One way to standardize/normalize a row is to subtract by the mean and divide by the max to put the data into the [0, 1] domain. Many times, however, users want to perform z-score normalization by doing:

(x – μ)/σ

where μ/σ are the mean/standard deviation of the column (typically the column).

The answer on that forum eventually came down to using the `scale`

command. The `scale`

function is great.

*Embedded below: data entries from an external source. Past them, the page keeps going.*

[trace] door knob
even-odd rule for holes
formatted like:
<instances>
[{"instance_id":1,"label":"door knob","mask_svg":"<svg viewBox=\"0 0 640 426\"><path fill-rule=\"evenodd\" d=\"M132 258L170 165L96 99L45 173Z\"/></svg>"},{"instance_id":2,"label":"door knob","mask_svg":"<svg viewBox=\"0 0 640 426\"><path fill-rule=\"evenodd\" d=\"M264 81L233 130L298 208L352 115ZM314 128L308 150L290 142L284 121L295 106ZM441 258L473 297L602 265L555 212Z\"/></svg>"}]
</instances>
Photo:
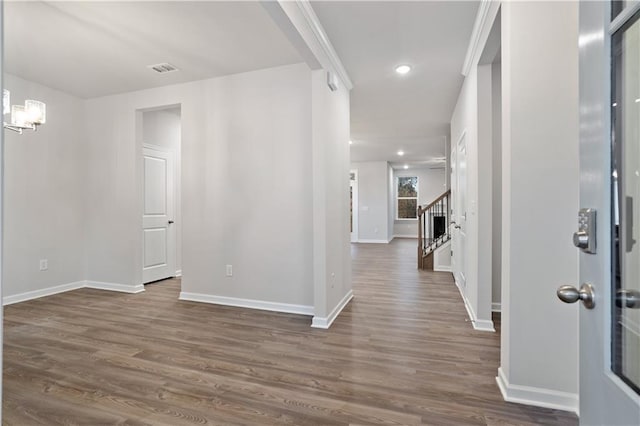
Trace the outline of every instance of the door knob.
<instances>
[{"instance_id":1,"label":"door knob","mask_svg":"<svg viewBox=\"0 0 640 426\"><path fill-rule=\"evenodd\" d=\"M563 285L556 292L558 299L564 303L576 303L582 300L582 304L587 309L593 309L596 305L595 293L591 284L582 284L580 290L572 285Z\"/></svg>"},{"instance_id":2,"label":"door knob","mask_svg":"<svg viewBox=\"0 0 640 426\"><path fill-rule=\"evenodd\" d=\"M616 292L618 308L640 309L640 291L618 290Z\"/></svg>"}]
</instances>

It is simple and has 2 options other than passing in the matrix:

- Center – should the columns have their mean subracted off?
- Scale – should the columns have their standard deviation divided after/not centering?

Overall, the function is fast, but it can always be faster.

The `matrixStats`

package has some **very** quick operations for row/column operations and computing statistics along these margins.

## Creating Some Data

Here we will create a random normal matrix with each column having a mean of 14 and a standard deviation of 5.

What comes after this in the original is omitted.